案例分享:为了找一份Python实习,我用爬虫收集数据
import requests,xlwt,os
from bs4 import BeautifulSoup
from lxml import etree
from fake_useragent import UserAgent
ua = UserAgent()
headers = {'User-Agent': 'ua.random'}
job = []
location = []
company = []
salary = []
link = []
for k in range(1, 10):
url = 'http://www.shixiseng.com/interns?k=python&p=' + str(k)
r = requests.get(url, headers=headers).text
s = etree.HTML(r)
job1 = s.xpath('//a/h3/text()')
location1 = s.xpath('//span/span/text()')
company1 = s.xpath('//p/a/text()')
salary1 = s.xpath('//span[contains(@class,"money_box")]/text()')
link1 = s.xpath('//div[@class="job_head"]/a/@href')
for i in link1:
url = 'http://www.shixiseng.com' + i
link.append(url)
salary11 = salary1[1::2]
for i in salary11:
salary.append(i.replace('\n\n', ''))
job.extend(job1)
location.extend(location1)
company.extend(company1)
detail = []
for i in link:
r = requests.get(i, headers=headers).text
soup = BeautifulSoup(r, 'lxml')
word = soup.find_all(class_="dec_content")
for i in word:
a = i.get_text()
detail.append(a)
book = xlwt.Workbook()
sheet = book.add_sheet('sheet', cell_overwrite_ok=True)
path = 'D:\\Pycharm\\spider'
os.chdir(path)
j = 0
for i in range(len(job)):
try:
sheet.write(i + 1, j, job[i])
sheet.write(i + 1, j + 1, location[i])
sheet.write(i + 1, j + 2, company[i])
sheet.write(i + 1, j + 3, salary[i])
sheet.write(i + 1, j + 4, link[i])
sheet.write(i + 1, j + 5, detail[i])
except Exception as e:
print('出现异常:' + str(e))
continue
book.save('d:\\python.xls')
案例分享:为了找一份Python实习,我用爬虫收集数据
import requests,xlwt,os
from bs4 import BeautifulSoup
from lxml import etree
from fake_useragent import UserAgent
ua = UserAgent()
headers = {'User-Agent': 'ua.random'}
job = []
location = []
company = []
salary = []
link = []
for k in range(1, 10):
url = 'http://www.shixiseng.com/interns?k=python&p=' + str(k)

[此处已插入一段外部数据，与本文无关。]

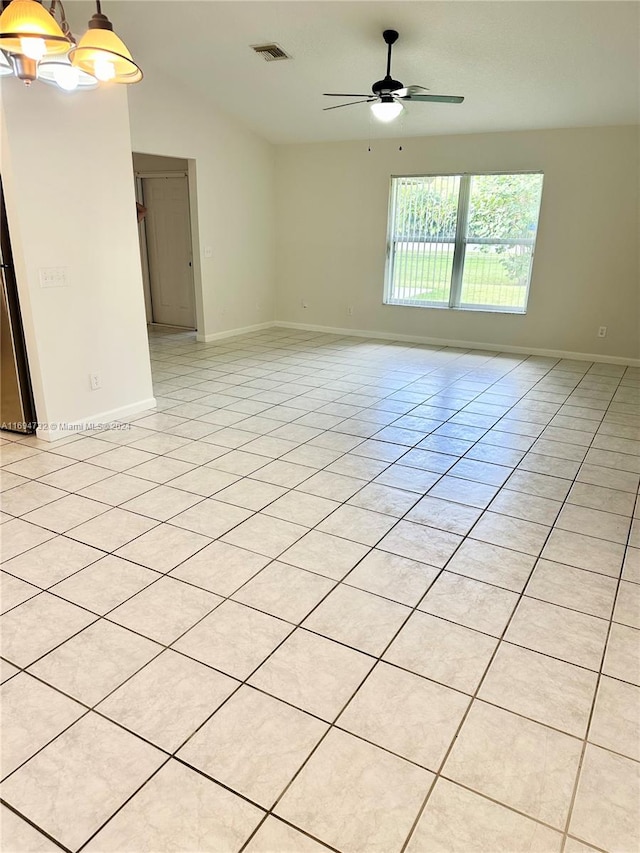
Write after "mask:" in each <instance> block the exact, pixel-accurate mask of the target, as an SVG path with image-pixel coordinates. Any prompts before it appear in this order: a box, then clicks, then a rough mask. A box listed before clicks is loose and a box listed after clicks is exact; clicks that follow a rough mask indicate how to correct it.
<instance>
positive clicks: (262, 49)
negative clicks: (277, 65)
mask: <svg viewBox="0 0 640 853" xmlns="http://www.w3.org/2000/svg"><path fill="white" fill-rule="evenodd" d="M251 48H252V50H255V52H256V53H257V54H258V55H259V56H261V57H262V58H263V59H264V60H265V61H266V62H276V61H277V60H279V59H291V57H290V56H289V54H288V53H285V52H284V50H283V49H282V48H281V47H280V45H279V44H276V43H275V42H272V43H271V44H252V45H251Z"/></svg>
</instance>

r = requests.get(url, headers=headers).text
s = etree.HTML(r)
job1 = s.xpath('//a/h3/text()')
location1 = s.xpath('//span/span/text()')
company1 = s.xpath('//p/a/text()')
salary1 = s.xpath('//span[contains(@class,"money_box")]/text()')
link1 = s.xpath('//div[@class="job_head"]/a/@href')
for i in link1:
url = 'http://www.shixiseng.com' + i
link.append(url)
salary11 = salary1[1::2]
for i in salary11:
salary.append(i.replace('\n\n', ''))
job.extend(job1)
location.extend(location1)
company.extend(company1)
detail = []
for i in link:
r = requests.get(i, headers=headers).text
soup = BeautifulSoup(r, 'lxml')
word = soup.find_all(class_="dec_content")
for i in word:
a = i.get_text()
detail.append(a)
book = xlwt.Workbook()
sheet = book.add_sheet('sheet', cell_overwrite_ok=True)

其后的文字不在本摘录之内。